What a system of official inhumanity to man, in the name of due process of the law! What members of the NJC and the Chief Judge of the Federal High Courts must realize is that with due deference to the Constitution of Nigeria, it is a travesty of any modern legal system to reject a duely certified true copy of a document .Section 146 of Evidence Act (2011) clearly states that “The Court shall presume every document purported to be a certificate, certified true copy of other document ….. duely certified by any officer in Nigeria who is duely authorized in that behalf, to be genuine ….” It beats understanding why a Registrar of a Federal High Court should act in defiance of the Nation’s law of Evidence.
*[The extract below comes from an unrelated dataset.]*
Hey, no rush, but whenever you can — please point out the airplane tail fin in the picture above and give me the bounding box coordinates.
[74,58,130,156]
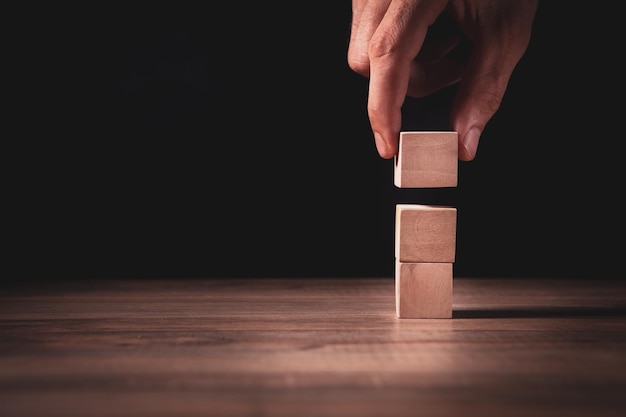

What capacity has a Court Registrar to keep the original of a citizen’s Property Deed or other documents that are not subject to court proceedings, just to process the bail papers of an accused person. This is beyond legal circumspect of the rule of law, it is a degeneration to an intolerable level of insult on the citizenship of this Nation. To say the least, it is a repressive regulation that runs contrary to democratic norms, human rights and therefore the intendment of the constitution of Nigeria and the Rule of Law. If a man jumps bail such a person should be dealt with according to law, and not to visit the entire law abiding masses of this country with such draconian regulation. It is reprehensible, unfair, unacceptable and punitive.
The foregoing, and, many more examples and issues, space does not permit to be raised in this discourse, demand on the institutions mentioned here-in-earlier in this discourse to do Nigeria a patriotic duty without much delay, of rising in defence of the Nation’s Supreme Law by undertaking serious reforms that will ensure open and apparent checks on the disregard of its provisions in respect of the fundamental rights of the citizenry, even orders of the courts must be seen to have been made with due regards for the Rights, Liberty and Dignity of the individual; and that the prison laws and regulations do not encourage dehumanizing and degradation of individuals, and not the less with regard to the police.
This has become an urgent necessity that cannot be wished away nor pretended not to be existing, it is generally accepted the world over, that judicial high-handedness or injustice breeds insurrection and anarchy. Nigerians are getting indeed, fed-up with the present situation.